Overall, the study found the preceptor responsibility to be multifactorial and to require
* competence in each role delineated in the Ulrich Model of Precepting,
* ability to determine and implement each role based on situational context, and
* ability to move between the roles.
The initial results from ANPD's 2020 National Preceptor Practice Study (presented at the 2020 ANPD Annual Convention; Harper et al., 2020) are already providing information and guidance on formalizing the requirements to be a preceptor. The results of the detailed analyses of the data will provide additional evidence on the preparation and practice of preceptors.
NOW MORE THAN EVER
We need competent and engaged preceptors now, more than ever. The pandemic and its surges have caused disruptions in both patient care organizations and in schools of nursing.

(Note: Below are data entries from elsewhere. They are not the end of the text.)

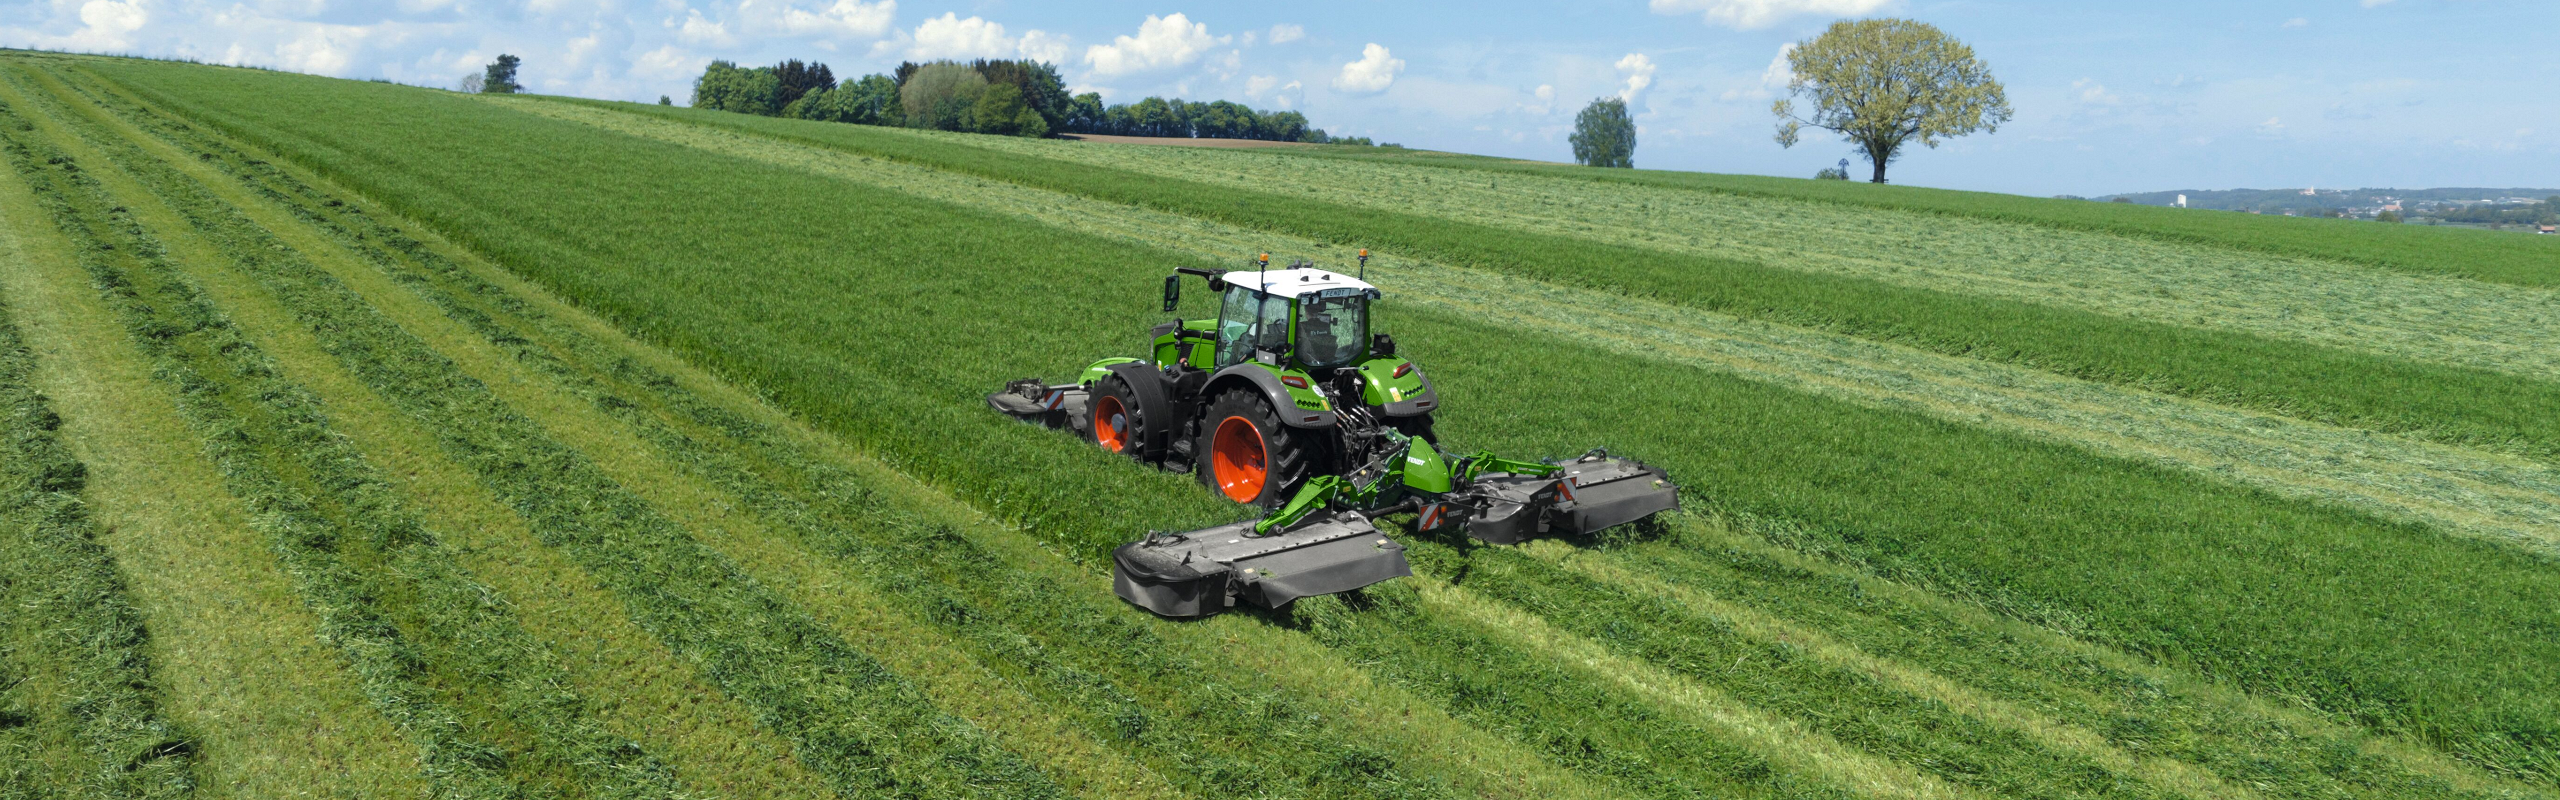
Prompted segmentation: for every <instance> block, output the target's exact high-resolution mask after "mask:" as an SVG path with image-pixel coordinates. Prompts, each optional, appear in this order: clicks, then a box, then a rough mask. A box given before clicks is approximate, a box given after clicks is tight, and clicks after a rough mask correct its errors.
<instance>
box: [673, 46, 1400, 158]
mask: <svg viewBox="0 0 2560 800" xmlns="http://www.w3.org/2000/svg"><path fill="white" fill-rule="evenodd" d="M660 103H671V100H660ZM691 105H694V108H712V110H732V113H753V115H778V118H796V121H829V123H855V126H896V128H932V131H963V133H996V136H1032V138H1039V136H1052V133H1103V136H1178V138H1257V141H1308V144H1362V146H1364V144H1370V138H1367V136H1331V133H1326V131H1324V128H1313V126H1308V123H1306V115H1303V113H1295V110H1254V108H1249V105H1242V103H1229V100H1211V103H1201V100H1165V97H1147V100H1139V103H1124V105H1103V97H1101V95H1098V92H1083V95H1068V90H1065V79H1062V77H1060V74H1057V67H1052V64H1042V62H1032V59H975V62H924V64H916V62H904V64H899V69H893V72H888V74H865V77H860V79H847V82H837V79H835V72H832V69H827V64H817V62H799V59H788V62H781V64H773V67H737V64H735V62H712V64H709V67H704V69H701V77H699V79H694V103H691Z"/></svg>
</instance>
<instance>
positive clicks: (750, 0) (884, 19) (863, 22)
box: [737, 0, 899, 38]
mask: <svg viewBox="0 0 2560 800" xmlns="http://www.w3.org/2000/svg"><path fill="white" fill-rule="evenodd" d="M896 15H899V0H881V3H860V0H837V3H835V5H827V8H817V10H809V8H801V5H799V3H788V0H783V3H773V0H745V3H737V18H740V21H745V23H748V26H750V28H753V31H776V33H786V36H852V38H876V36H881V33H888V23H891V18H896Z"/></svg>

Many new graduate registered nurses (NGRNs) in 2020 came into the profession in the toughest of times and in times when we may not have been able to provide them with the transition-to-practice support that we know new graduates need. For students, access to in-person clinicals has been diminished since the beginning of the pandemic, and although simulation can be a comparable replacement for some clinical experiences, it cannot replace everything. We need preceptors to work with both of these groups to ensure their competence in practice and their personal ongoing success as nurses.
Now, more than ever, we need the knowledge, expertise, and leadership of NPD practitioners in the NPD responsibility of role development (Harper & Maloney, 2016). The many patient care practices that changed over the course of the pandemic will require evaluation, formalization into organizational policies and procedures, integration into education programs, and competency validation for all staff. In addition, NPD practitioners, as partners for practice transitions, will need to update NGRN residencies to meet the needs of NGRNs who spent their last year of school in the pandemic environment, update onboarding programs to reflect changes in practice, and prepare preceptors to function effectively in both. Five of the seven roles identified in the NPD Practice Model (learning facilitator, change agent, mentor, leader, partner for practice transitions) and competence in all of the standards of NPD practice (Harper & Maloney, 2016) are needed to prepare preceptors.
PRECEPTORS AND NPD PRACTITIONERS
The roles of preceptors and NPD practitioners are intertwined. Indeed, being a preceptor may be an RN's initial foray into an NPD career. NPD practitioners teach, develop, and support preceptors, who - in turn - are vital partners in the practice components of many NPD programs. Preceptors are critical to the success of nurses transitioning to new roles and specialties, and NPD practitioners are critical to the success of preceptors.